Ventura uses two registers: in the part in italics it is the publisher himself who reconstructs his thoughts and memories in the first person as he climbs the 190 steps of the Ghirlandina. In the other it is the author, a former war correspondent of the Giornale, who narrates his life and commitment as a publisher. Formiggini, son of wealthy Jews enriched as jewelers of the house of Este, had an innate comic spirit: at the Galvani high school in Bologna he was expelled for a parody of the Divine Comedy in which he targeted his classmates and professors. Also in the Emilian capital he graduated from the Alma Mater in ‘Philosophy of laughter’. Entering the Accademia del Fiasco, he published the first burlesque volume dedicated to the heroic writer Alessandro Tassoni, author of the poem “Secchia rapita”.
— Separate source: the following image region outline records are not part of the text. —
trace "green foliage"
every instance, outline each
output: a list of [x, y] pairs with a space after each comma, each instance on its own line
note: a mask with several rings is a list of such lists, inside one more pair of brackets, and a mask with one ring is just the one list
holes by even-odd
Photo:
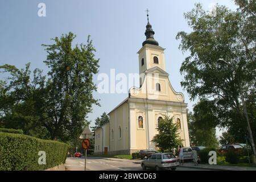
[[233, 150], [229, 150], [225, 157], [226, 162], [231, 164], [237, 164], [240, 160], [238, 154]]
[[156, 146], [163, 150], [171, 148], [180, 145], [181, 139], [179, 137], [178, 126], [173, 122], [172, 118], [164, 115], [164, 118], [158, 122], [157, 127], [158, 134], [152, 140], [156, 143]]
[[[46, 164], [39, 165], [38, 152], [46, 153]], [[0, 171], [44, 170], [64, 164], [68, 145], [25, 135], [0, 133]]]
[[106, 123], [108, 123], [109, 122], [109, 115], [106, 113], [106, 112], [103, 113], [103, 114], [101, 115], [101, 117], [97, 117], [95, 119], [95, 126], [91, 127], [93, 133], [93, 135], [94, 135], [94, 131], [97, 129], [98, 129], [99, 127], [101, 127], [103, 125], [104, 125]]
[[188, 113], [189, 134], [192, 144], [217, 147], [215, 125], [217, 118], [212, 113], [208, 101], [201, 100], [193, 108], [194, 114]]
[[255, 2], [235, 2], [240, 6], [237, 11], [217, 5], [215, 16], [196, 4], [184, 15], [192, 31], [179, 32], [176, 38], [181, 40], [179, 48], [190, 52], [180, 68], [181, 86], [191, 100], [210, 98], [208, 104], [218, 118], [213, 126], [228, 127], [237, 142], [244, 142], [247, 128], [239, 83], [256, 135], [256, 16]]
[[216, 151], [216, 149], [214, 147], [207, 147], [199, 151], [199, 157], [201, 163], [208, 163], [209, 158], [210, 157], [209, 156], [209, 152], [211, 151]]
[[222, 135], [220, 136], [220, 143], [222, 146], [231, 144], [236, 142], [233, 135], [229, 132], [224, 132]]
[[68, 141], [79, 136], [92, 105], [98, 104], [92, 92], [99, 65], [89, 37], [86, 44], [73, 47], [75, 37], [69, 32], [52, 39], [53, 44], [43, 45], [48, 54], [44, 61], [49, 68], [47, 80], [39, 69], [31, 77], [29, 63], [21, 69], [0, 66], [10, 75], [0, 81], [1, 127], [42, 139]]
[[2, 129], [0, 128], [0, 132], [2, 133], [16, 133], [19, 134], [23, 134], [23, 131], [22, 130], [14, 130], [12, 129]]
Moving with his publishing house to Genoa and Rome, he published the “Classics of laughter” but also pedagogical, philosophical and art texts, as well as monographs and portraits. The eclectic and visionary Emilian publisher promoted reading with the idea of ​​a circulating library. Extraordinary success was his monthly “L’Italia che writes”, founded in 2018, which in 21 years reviewed 13 thousand books. His pedagogist wife Emilia, known in Rome at the student federation ‘Corda Fratres’, joined him in his appeal for a humanistic overcoming of religious and racial conflicts. In the preface, Aldo Cazzullo, editorialist of the Corriere, invites you to read the book and to let your children and grandchildren read it “to make them understand what a tragedy fascism has been”. If at first he joined the regime lukewarmly in order to be able to work, Formiggini clashed with the Minister of Public Education, Giovanni Gentile, who in the operetta “La Ficozza Filosofica del Fascismo” he compared to a bump on the head of the regime.

With his wife Emilia Santamaria, an educator known in Rome in the student association ‘Corda Fratres’, he proclaimed a humanistic overcoming of hostilities due to racial or religious issues. After her husband’s suicide, she refused to swear allegiance to fascism and for this reason she lost her professorship. “I cannot renounce what I consider my precise duty. I must demonstrate the evil absurdity of racist measures”, wrote Formaggini on the note left to his wife before committing suicide shouting “Italy!, Italy! Italy!”.